French hope they are due a Paris ambush
James Mortimer 05 Nov 2013 Getty Images
Statistics are an erotic allure to the fact that the All Blacks should easily account for France, but the moment such a scent is registered, a side that has all the technical instructions to be a world beater turns into such a confused beast.
Les Bleus can dominate in the scrum, execute master classes in loose play, run magical lines to weave spells that no team can overcome, and put together periods where no side can match.
While the All Blacks are expected to be too strong, no opponent in the world has the ability to punish them so coldly.
The visitors have dominated the ledger, with New Zealand winning 41 of 54 Tests against France, bringing up a winning percentage almost identical to the All Blacks overall record throughout history.
But each of the Tri-colours 12 victories have been historic, two of which have been during Rugby World Cups, and a handful more being just before the major rugby tournament of the game, notably being wins in 1986 and a three-match run between 1994 and 1995.
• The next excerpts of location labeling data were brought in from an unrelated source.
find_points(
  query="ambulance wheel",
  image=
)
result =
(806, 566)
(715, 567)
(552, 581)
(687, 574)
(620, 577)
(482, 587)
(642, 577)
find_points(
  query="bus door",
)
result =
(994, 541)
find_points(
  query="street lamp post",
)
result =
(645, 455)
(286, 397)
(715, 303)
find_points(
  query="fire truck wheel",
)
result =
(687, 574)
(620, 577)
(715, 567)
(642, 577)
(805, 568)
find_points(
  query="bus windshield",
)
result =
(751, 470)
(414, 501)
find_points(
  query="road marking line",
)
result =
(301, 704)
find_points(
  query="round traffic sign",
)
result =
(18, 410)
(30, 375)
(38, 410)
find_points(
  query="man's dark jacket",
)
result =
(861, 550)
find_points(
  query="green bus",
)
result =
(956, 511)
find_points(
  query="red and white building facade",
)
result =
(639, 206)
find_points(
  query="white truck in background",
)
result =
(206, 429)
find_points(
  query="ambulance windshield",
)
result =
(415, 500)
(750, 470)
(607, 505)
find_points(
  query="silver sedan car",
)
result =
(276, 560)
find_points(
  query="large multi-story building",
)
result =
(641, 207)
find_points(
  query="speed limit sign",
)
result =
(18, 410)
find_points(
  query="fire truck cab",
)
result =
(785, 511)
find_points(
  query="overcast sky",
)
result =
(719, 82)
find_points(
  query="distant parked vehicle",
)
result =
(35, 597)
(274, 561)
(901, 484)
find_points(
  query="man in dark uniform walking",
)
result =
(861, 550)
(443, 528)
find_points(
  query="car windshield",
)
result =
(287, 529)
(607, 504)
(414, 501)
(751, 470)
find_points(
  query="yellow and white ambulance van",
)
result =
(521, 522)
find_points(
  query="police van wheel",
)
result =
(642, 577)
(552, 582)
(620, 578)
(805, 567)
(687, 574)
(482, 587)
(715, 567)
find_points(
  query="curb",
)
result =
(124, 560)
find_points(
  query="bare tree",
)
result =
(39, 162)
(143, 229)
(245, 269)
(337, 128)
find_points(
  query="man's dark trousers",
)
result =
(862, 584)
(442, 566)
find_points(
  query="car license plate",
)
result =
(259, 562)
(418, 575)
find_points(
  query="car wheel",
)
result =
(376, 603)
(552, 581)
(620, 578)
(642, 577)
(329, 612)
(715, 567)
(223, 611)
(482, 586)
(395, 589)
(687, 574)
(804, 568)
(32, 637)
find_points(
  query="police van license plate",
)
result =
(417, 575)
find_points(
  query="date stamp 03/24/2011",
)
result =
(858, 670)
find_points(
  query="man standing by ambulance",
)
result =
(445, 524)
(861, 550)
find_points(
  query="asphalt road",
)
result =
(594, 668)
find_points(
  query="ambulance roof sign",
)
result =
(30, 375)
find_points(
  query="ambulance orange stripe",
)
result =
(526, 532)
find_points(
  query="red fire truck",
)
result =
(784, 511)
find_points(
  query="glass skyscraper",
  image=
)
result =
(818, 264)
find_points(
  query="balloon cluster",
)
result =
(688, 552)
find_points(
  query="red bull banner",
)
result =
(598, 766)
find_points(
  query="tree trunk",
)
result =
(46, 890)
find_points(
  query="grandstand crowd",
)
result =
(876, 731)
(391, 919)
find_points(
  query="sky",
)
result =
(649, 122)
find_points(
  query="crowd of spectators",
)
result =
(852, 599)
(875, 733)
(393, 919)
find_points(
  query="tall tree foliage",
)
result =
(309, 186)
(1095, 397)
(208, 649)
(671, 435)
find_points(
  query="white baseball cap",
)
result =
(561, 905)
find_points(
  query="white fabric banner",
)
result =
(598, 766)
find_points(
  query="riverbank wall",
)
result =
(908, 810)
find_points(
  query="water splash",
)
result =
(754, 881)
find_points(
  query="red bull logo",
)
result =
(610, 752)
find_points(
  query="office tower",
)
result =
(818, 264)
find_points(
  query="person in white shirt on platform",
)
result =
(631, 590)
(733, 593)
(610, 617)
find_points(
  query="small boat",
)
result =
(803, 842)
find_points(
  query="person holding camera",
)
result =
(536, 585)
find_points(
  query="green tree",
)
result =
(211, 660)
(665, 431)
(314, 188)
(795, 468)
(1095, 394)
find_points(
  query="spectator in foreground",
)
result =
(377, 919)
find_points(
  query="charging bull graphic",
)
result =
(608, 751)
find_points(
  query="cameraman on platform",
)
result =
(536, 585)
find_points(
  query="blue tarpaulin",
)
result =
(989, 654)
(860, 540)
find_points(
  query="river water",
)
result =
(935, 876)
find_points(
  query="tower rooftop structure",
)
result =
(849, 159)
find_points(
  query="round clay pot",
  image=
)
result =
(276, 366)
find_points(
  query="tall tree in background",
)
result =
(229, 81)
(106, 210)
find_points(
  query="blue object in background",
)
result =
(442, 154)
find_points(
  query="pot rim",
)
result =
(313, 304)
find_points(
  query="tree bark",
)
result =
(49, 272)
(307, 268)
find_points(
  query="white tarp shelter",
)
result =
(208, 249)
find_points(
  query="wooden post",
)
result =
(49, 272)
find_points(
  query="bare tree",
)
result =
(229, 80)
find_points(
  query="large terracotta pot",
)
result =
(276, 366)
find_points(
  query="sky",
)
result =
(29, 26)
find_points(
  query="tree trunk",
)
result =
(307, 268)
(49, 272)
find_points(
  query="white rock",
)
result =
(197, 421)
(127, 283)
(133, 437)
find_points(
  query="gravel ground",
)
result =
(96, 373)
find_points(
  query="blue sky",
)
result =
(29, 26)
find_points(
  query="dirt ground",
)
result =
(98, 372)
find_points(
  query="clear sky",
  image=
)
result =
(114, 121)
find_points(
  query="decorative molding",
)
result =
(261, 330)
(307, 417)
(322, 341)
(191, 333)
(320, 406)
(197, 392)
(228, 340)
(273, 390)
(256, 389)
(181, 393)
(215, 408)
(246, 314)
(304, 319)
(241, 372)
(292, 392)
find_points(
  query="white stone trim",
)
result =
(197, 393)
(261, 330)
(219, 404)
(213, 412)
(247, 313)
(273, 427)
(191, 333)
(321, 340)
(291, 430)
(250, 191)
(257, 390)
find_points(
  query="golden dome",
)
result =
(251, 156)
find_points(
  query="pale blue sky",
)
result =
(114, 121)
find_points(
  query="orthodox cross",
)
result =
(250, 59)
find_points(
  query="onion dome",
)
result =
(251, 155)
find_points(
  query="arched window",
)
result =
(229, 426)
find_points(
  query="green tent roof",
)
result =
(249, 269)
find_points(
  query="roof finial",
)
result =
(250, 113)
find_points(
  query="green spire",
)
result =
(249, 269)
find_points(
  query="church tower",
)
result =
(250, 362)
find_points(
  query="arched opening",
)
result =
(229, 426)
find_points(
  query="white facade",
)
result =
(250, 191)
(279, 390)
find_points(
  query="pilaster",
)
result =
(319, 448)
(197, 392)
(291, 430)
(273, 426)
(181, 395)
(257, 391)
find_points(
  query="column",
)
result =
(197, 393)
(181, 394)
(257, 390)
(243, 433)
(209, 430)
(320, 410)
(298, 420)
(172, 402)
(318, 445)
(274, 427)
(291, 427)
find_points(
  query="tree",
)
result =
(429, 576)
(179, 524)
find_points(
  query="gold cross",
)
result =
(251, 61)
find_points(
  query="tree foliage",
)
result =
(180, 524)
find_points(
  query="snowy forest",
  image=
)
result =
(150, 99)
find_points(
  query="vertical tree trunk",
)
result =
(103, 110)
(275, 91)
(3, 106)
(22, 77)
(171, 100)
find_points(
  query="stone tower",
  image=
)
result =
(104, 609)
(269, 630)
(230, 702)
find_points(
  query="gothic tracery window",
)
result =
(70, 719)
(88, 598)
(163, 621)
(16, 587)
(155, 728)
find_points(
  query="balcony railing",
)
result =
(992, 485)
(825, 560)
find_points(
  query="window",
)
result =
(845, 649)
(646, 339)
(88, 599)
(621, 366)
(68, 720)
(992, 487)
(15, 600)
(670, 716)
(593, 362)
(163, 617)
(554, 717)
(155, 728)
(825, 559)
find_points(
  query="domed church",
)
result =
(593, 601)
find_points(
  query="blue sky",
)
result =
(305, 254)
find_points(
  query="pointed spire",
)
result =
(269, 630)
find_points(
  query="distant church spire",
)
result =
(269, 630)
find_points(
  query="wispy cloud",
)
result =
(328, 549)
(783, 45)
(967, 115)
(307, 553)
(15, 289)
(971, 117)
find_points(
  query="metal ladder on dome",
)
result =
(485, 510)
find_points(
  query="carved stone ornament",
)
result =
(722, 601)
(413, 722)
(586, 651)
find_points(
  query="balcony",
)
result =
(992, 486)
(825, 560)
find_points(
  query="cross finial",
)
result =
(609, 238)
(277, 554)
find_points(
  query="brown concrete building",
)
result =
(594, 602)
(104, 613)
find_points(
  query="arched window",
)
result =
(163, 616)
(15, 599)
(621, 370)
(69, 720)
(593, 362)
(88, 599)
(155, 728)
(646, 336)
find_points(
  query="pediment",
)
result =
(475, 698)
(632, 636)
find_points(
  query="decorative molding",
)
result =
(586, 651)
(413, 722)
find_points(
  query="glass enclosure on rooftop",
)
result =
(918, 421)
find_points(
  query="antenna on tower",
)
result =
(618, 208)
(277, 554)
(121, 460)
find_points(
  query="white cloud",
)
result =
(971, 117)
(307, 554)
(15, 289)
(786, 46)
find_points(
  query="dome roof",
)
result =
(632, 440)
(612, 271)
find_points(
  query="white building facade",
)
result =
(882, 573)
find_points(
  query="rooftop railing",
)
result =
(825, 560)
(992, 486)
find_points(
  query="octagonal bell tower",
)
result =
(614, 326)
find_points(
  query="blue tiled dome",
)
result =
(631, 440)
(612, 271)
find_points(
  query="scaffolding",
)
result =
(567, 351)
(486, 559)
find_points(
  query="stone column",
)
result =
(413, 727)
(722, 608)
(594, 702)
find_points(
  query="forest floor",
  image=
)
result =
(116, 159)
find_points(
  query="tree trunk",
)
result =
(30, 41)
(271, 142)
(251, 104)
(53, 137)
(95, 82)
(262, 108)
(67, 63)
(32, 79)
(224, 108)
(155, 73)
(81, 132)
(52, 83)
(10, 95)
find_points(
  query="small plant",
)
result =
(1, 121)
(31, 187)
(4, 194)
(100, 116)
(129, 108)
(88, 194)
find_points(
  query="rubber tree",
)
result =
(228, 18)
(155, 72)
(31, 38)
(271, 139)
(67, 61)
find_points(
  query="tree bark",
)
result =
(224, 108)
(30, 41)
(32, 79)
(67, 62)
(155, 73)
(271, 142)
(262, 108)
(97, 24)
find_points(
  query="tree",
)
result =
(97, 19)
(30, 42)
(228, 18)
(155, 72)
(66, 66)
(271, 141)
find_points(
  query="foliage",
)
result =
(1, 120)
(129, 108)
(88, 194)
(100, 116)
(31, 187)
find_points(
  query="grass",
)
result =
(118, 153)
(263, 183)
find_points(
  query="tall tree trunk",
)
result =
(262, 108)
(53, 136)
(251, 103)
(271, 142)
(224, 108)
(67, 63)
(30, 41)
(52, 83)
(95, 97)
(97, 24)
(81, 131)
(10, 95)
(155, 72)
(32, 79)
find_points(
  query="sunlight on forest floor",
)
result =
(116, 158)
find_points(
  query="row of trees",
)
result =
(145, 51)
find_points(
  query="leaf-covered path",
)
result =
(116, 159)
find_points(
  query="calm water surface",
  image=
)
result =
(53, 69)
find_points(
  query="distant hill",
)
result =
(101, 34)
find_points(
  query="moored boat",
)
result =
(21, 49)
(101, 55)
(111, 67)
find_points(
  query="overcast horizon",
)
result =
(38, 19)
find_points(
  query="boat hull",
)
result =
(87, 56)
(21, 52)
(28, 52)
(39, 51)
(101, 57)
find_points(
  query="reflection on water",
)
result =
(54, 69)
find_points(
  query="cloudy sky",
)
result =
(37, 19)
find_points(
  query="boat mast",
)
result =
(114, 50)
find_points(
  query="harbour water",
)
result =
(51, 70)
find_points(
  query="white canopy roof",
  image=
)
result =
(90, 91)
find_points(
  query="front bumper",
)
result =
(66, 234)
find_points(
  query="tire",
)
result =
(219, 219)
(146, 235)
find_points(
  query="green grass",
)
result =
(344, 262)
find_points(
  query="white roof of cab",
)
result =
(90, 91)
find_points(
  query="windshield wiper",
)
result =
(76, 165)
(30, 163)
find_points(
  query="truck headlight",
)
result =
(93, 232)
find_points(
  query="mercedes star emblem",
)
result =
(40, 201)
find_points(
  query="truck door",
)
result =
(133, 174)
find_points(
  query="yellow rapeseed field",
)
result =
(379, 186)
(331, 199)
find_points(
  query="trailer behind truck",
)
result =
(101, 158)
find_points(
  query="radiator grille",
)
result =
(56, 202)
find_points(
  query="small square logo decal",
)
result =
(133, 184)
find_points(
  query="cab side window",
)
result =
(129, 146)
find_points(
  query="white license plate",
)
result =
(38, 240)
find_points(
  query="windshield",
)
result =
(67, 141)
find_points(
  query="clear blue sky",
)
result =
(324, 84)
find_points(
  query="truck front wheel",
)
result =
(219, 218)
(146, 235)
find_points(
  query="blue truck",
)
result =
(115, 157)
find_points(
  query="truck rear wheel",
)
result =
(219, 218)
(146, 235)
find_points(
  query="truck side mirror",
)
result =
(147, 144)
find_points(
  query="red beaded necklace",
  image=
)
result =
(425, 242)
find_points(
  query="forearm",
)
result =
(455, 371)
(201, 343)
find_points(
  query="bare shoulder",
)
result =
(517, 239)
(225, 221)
While it is currently seven straight wins for the All Blacks against a side that convincingly wields the best winning percentage against New Zealand outside of the SANZAR traditional three, such a fact only suggests that a confident side that can afford to send an elite party of nine players ahead to Paris could be assaulted by a French team that has match hardening thanks to a dozen rounds in the Top 14.
This is however, the ‘first international match’ of their season for France.
An opener against an All Blacks side in full swing won’t be easy, although Hansen did remind us that a round the world trip and the 12th Test of the year will not mean it is a side that isn’t without their own preparation challenges.
French coach Philippe Saint-Andre has pulled players into camp after the weekend’s Top 14, and knows that his troops need to overturn a poor run, especially in front of home support.
The All Blacks have won 16 of 23 in France, with the 42-33 win to Les Bleus in Marseille in 2000 the last time New Zealand lost in the Gallic country, while the Tri colours last success in their capital against this weekend’s visitors was way back in 1973.
Saint-Andre is wary of that history, as well as his own, having guided France to just one home win against Italy in their last three outings.
"We need to show that sometimes statistics are worthless," he said.